Upon discovering that Foy had shot four reels more than promised, Jack Warner ordered him to cut the film back to the original two. Foy later said that the Warners' initial rejection was possibly based on their plans to make the first all-talkie a prestige picture. In an effort to keep the movie off the shelf, Foy screened the picture for an exhibitor friend, who immediately offered to buy it outright for $25,000. Upon hearing this, the Warners asked Albert Warner to view the film, and his praise of Lights convinced Jack and Harry that their decision was premature, securing the film's release.

== Reception ==
Contemporary critical reception of Lights of New York was decidedly cool. A New York Times review, while acknowledging the film's place as "the alpha of what may develop as the new language of the screen", called the plot "crude in the extreme" and the direction wooden, only singling out the musical interludes for praise. "Ordinary cast and production", reported Film Daily. "Discard the talking element, and it is just a second-rate meller." Variety was even more harsh in its dismissal, labeling the production "hokumed junk." "In a year from now everyone concerned...will run for the river before looking at it again." Oliver Claxton of The New Yorker also panned the film. "It would have been better silent, and much better unseen. The talking films have not even progressed to their infancy yet. Bad as it is, though, the film shows what I have been very reluctant to believe, that audibility will be a great help to the movies."

=== Box office ===
The criticism did not keep audiences away, but demand may have been driven more by the novelty of the first "all-talking" feature film than the film's dramatic qualities. A preview engagement in Pasadena, California resulted in lines around the block, and the first week's gross at New York City's Mark Strand Theater amounted to $47,000. Upon nationwide release, the film grossed $1.2 million, making the film a box-office success.

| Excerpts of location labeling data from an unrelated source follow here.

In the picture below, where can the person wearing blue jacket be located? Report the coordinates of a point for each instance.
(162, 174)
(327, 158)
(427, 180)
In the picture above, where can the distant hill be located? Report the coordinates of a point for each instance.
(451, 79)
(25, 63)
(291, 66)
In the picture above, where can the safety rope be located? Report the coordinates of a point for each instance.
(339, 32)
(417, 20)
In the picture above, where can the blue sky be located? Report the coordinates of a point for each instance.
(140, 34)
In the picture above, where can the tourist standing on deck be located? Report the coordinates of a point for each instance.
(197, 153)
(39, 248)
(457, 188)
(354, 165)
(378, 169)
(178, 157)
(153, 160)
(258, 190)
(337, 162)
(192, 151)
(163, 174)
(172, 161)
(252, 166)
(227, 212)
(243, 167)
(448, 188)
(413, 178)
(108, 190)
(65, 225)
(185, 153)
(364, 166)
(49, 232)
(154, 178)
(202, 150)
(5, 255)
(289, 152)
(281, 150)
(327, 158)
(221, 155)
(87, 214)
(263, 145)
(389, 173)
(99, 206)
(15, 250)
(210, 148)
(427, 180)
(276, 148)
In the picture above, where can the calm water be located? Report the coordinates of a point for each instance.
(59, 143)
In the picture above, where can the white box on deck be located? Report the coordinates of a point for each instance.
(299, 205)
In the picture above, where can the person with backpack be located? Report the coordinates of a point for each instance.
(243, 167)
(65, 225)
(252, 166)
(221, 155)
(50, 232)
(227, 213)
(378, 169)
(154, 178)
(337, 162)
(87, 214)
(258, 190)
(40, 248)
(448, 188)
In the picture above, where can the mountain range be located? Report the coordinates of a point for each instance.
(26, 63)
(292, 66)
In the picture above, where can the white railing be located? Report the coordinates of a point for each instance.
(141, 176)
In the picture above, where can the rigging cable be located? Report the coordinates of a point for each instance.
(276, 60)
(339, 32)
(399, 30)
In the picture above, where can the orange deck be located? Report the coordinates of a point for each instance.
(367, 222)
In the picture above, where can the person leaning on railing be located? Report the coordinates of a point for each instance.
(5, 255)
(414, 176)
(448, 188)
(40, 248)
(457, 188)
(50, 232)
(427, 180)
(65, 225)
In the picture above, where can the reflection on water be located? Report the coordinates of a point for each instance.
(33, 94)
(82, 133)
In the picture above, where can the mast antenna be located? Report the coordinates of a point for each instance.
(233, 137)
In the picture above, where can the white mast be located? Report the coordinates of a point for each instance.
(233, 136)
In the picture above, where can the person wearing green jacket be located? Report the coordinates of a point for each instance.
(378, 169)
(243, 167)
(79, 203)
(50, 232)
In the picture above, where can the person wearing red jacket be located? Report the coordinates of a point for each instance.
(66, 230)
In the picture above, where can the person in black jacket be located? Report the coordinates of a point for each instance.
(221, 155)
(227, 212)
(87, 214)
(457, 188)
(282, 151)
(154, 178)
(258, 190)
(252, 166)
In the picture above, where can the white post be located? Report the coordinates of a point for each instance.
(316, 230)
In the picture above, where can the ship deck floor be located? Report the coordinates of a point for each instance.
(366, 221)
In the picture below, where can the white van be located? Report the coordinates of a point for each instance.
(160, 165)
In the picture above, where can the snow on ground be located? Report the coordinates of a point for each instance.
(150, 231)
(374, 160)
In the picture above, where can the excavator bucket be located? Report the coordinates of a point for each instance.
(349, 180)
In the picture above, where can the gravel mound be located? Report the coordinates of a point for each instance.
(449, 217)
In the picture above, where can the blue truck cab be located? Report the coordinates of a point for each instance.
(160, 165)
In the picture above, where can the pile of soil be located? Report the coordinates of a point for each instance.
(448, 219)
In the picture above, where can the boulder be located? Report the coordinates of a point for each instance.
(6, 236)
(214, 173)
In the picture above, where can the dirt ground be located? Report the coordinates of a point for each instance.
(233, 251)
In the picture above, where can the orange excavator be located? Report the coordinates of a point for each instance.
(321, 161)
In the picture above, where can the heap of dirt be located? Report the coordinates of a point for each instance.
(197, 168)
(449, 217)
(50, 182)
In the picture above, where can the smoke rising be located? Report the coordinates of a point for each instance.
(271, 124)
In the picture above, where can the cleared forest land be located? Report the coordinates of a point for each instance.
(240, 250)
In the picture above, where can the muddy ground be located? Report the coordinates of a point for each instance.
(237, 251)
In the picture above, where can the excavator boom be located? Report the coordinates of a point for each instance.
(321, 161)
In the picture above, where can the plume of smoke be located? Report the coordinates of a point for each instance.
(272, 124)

According to records at Warner Bros., the film earned $1,160,000 in the U.S. and $92,000 in other markets.

== Preservation status ==
The film and the Vitaphone soundtrack still survive in complete form. In a formal ceremony on July 24, 1946, Albert Warner presented a print of Lights of New York to the Library of Congress as part of a yearlong celebration of the twentieth anniversary of the premiere of the Warner Bros. studio's first sound features.

The film is currently available on DVD by Warner Bros. Home Entertainment and is now widely available online after it entered the public domain on January 1, 2024.

Most current prints crop off part of the main title. This is because the title card was photographed using the traditional (for 1928) silent-film aperture, allowing for a full-screen picture area. When the picture and sound were combined for sound-on-film prints, however, the aperture was now smaller to accommodate the soundtrack, so the picture was cropped.